Issue: I have gotten a csv
file (wtih delimiter ~
) that came from a third party, and about 4000 records, and has 150 columns with real column names such as FirstName~LastName~OrderID~City~.....
. But when the file is loaded into a pandas dataframe df
and when I use print(list(df.columns))
it displays the column names as follows (I've simplified it for brevity):
['ÿþA', 'Unnamed: 1', 'Unnamed: 2', 'Unnamed: 3', 'Unnamed: 4',,,,,'Unnamed: 49']
Question: What I may be doing wrong, and how can we fix the issue to simply display the real column names in df? I'm using latest version of python
. I see some relevant articles such as this one but they are all related to one column.
Remark: It's a UTF-16 LE BOM
file. I discovered the issue when in my code, I referenced a column as df['OrdeID']
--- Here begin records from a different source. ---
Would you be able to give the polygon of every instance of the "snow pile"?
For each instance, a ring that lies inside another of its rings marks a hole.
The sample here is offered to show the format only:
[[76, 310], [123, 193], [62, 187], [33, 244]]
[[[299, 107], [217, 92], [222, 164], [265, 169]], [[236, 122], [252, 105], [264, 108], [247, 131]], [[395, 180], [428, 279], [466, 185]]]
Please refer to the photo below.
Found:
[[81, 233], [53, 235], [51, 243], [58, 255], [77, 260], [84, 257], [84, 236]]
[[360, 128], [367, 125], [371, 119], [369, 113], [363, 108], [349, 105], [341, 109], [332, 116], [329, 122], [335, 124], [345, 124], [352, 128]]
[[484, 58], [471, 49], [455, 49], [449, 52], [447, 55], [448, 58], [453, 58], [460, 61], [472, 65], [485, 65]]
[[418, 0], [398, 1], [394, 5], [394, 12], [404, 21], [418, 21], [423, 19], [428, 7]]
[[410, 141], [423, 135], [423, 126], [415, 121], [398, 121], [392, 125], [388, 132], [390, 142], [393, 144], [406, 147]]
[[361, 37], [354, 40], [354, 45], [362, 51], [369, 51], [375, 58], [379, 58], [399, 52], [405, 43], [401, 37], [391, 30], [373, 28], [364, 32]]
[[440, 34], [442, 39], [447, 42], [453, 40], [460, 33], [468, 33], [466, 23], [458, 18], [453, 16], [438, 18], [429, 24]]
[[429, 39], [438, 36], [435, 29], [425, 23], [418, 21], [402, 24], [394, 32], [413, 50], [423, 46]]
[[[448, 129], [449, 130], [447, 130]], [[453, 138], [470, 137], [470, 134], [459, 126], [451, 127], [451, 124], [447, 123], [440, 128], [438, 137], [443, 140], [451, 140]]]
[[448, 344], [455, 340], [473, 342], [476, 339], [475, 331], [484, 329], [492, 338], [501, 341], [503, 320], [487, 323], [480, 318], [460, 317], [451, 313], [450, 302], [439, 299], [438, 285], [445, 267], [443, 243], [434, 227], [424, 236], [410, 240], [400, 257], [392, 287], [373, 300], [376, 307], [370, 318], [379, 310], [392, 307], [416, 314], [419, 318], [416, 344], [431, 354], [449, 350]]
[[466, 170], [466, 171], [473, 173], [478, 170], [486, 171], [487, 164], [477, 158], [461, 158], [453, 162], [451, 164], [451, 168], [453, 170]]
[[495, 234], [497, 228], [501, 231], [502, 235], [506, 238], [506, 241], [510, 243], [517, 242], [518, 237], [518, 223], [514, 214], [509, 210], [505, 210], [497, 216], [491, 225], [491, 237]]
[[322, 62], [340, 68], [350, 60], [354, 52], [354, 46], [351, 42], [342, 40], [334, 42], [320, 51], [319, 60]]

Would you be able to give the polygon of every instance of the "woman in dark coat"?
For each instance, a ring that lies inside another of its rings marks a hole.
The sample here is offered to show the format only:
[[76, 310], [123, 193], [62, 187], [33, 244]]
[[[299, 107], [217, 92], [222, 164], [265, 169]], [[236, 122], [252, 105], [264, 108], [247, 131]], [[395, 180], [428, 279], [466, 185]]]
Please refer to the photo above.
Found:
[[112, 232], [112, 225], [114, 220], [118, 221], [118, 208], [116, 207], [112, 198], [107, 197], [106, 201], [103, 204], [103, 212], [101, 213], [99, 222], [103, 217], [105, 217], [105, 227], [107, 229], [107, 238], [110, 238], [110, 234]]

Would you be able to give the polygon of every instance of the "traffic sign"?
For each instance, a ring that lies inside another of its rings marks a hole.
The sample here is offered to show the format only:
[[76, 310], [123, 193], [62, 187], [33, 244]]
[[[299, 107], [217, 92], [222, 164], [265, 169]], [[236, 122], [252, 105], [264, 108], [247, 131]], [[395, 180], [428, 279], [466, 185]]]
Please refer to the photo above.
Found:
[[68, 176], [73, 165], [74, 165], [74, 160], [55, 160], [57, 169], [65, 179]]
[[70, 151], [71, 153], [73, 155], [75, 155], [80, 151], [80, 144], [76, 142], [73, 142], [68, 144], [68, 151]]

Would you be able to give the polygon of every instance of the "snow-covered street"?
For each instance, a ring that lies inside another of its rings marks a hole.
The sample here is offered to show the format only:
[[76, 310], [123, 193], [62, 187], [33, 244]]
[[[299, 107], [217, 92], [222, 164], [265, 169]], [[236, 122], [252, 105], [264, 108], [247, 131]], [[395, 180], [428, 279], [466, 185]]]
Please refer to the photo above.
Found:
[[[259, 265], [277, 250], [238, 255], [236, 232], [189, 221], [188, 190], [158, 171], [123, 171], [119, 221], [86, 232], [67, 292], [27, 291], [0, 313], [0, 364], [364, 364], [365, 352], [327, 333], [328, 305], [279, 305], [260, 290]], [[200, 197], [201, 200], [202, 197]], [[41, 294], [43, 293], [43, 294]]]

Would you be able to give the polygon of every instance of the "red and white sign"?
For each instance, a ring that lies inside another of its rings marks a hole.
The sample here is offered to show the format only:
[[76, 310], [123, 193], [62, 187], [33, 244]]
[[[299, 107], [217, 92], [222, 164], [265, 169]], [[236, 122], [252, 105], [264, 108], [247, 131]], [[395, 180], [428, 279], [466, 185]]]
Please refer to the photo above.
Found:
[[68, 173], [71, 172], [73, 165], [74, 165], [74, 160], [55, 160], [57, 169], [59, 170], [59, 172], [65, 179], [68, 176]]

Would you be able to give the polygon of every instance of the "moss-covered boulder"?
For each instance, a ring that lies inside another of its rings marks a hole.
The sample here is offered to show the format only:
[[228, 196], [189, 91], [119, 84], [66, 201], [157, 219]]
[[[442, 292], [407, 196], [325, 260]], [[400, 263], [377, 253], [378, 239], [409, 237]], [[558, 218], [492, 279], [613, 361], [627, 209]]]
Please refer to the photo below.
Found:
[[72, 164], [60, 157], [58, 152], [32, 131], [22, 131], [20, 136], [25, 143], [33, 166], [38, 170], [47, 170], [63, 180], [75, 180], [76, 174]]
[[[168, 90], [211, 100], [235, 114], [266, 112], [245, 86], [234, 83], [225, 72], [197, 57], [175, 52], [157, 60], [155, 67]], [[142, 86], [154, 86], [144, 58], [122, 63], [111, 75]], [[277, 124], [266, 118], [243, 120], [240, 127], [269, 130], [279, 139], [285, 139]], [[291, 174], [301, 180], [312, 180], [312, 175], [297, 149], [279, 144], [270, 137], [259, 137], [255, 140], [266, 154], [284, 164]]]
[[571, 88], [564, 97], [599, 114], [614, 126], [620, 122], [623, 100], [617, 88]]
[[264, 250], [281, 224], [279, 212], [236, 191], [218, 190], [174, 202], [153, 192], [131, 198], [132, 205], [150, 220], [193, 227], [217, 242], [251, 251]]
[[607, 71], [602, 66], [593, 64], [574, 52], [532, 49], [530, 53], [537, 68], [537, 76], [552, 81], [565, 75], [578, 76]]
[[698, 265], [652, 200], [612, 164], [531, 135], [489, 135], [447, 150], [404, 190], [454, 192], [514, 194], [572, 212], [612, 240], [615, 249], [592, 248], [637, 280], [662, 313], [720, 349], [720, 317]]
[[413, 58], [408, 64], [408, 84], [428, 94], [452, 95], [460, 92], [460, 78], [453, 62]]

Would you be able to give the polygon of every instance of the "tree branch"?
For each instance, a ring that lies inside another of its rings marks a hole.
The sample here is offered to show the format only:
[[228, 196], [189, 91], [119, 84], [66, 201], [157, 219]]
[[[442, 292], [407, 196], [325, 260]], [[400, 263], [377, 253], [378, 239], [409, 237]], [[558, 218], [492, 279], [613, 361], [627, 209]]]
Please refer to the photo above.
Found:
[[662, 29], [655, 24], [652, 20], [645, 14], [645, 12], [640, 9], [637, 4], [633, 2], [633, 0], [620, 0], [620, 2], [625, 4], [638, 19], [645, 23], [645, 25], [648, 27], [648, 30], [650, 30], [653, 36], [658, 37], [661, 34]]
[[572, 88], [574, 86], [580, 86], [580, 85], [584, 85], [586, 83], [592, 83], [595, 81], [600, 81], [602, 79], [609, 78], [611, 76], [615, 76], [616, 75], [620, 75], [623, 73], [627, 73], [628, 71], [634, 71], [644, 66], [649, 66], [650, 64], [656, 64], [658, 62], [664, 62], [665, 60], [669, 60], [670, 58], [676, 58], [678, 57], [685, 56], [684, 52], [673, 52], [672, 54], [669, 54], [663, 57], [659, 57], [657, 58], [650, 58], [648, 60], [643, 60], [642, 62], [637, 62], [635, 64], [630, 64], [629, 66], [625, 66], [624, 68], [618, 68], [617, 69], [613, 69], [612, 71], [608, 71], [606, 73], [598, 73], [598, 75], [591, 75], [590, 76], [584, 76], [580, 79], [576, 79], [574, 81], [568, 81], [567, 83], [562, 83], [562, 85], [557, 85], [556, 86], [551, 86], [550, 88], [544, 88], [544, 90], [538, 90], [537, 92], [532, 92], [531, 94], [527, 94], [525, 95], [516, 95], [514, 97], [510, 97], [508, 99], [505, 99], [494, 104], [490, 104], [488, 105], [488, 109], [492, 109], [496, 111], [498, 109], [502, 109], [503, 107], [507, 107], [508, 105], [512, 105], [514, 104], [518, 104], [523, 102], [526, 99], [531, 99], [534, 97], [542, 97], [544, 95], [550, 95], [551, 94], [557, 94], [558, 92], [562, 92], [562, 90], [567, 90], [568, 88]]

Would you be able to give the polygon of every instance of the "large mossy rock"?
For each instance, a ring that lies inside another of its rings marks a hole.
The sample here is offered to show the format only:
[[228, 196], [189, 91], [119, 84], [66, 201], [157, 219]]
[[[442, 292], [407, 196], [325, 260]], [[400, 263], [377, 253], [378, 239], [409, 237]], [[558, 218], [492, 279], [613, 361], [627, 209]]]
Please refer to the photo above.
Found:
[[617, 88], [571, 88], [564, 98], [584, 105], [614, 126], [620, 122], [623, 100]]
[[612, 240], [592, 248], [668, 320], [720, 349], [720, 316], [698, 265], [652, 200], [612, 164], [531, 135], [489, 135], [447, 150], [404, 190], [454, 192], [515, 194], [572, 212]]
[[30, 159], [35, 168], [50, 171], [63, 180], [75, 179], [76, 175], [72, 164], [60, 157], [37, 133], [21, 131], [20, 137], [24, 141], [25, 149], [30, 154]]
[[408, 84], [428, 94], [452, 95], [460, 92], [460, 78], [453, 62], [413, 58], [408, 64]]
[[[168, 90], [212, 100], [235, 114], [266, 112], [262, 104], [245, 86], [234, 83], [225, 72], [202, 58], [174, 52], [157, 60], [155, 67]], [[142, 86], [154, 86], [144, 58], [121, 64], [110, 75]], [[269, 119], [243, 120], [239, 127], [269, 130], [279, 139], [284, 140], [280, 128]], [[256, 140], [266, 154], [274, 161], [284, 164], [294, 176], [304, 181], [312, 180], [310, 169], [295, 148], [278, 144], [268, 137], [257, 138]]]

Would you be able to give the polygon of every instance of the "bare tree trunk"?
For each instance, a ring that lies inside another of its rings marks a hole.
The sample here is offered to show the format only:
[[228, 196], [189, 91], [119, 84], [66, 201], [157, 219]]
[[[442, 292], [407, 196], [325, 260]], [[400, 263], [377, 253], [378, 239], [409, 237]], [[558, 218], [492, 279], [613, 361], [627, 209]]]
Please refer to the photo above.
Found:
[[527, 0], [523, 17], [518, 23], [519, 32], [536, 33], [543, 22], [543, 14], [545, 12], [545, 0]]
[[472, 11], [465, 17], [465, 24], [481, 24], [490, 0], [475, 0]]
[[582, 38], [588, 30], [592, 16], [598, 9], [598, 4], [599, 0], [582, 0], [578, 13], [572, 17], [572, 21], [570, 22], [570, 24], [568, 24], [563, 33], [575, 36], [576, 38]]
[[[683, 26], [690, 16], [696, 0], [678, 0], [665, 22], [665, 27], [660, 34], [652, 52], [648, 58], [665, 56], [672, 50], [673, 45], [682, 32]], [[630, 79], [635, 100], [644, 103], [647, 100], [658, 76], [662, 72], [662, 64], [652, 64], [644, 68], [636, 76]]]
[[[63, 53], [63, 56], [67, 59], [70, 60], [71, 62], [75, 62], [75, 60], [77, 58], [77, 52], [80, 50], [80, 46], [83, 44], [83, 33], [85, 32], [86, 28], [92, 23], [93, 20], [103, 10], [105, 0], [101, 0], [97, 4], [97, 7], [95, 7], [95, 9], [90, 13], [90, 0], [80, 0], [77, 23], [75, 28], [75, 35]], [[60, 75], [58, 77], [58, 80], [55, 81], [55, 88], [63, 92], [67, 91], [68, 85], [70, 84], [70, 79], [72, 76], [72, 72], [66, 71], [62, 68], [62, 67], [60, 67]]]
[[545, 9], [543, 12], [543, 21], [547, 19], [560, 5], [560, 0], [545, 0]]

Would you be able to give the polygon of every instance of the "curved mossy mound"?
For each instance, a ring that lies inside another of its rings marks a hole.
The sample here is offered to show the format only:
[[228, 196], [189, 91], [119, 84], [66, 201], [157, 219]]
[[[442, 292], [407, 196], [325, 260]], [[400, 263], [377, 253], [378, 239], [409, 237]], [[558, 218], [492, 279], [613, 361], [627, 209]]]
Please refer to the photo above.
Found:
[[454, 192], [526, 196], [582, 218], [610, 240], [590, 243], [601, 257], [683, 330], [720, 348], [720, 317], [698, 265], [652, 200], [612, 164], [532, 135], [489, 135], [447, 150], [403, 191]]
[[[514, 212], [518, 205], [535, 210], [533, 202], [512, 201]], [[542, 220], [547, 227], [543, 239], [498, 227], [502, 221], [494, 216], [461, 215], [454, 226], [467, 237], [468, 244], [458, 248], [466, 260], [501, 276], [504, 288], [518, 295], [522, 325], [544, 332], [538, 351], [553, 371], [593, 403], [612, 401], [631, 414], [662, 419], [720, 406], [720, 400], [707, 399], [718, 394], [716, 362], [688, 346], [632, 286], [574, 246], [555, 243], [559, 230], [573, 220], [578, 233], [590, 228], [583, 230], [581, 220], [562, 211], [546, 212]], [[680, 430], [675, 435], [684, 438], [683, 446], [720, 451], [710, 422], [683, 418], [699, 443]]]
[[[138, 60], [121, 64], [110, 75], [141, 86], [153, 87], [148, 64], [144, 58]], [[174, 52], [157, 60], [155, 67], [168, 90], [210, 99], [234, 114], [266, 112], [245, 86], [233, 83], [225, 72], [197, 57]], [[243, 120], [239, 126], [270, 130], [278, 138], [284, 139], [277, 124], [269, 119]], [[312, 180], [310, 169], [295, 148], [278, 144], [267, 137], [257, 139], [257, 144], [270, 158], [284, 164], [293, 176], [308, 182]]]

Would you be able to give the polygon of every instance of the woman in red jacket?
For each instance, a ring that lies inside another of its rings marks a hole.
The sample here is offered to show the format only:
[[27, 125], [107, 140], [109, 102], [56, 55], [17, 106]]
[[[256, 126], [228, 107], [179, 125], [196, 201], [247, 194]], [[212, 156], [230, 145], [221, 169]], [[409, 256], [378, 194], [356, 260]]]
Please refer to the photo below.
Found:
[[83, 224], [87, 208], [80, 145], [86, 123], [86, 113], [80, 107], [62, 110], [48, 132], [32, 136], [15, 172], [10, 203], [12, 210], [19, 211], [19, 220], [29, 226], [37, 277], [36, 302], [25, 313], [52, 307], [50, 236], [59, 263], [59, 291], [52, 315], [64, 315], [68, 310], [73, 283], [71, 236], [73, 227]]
and I got well know KeyError that means you are refencing a column that does not exist.
Code:
import pandas as pd
df = pd.read_csv('/dbfs/FileStore/tables/MyDataFile.txt', sep='~', low_memory=False, quotechar='"', header='infer', encoding='cp1252')
print(df['OrdId'])
MyDataFile.txt sample:
FirstName~LastName~OrderID~City~.....
Kim~Doe~1234~New York~...............
Bob~Mason~456~Seattle~...............
..................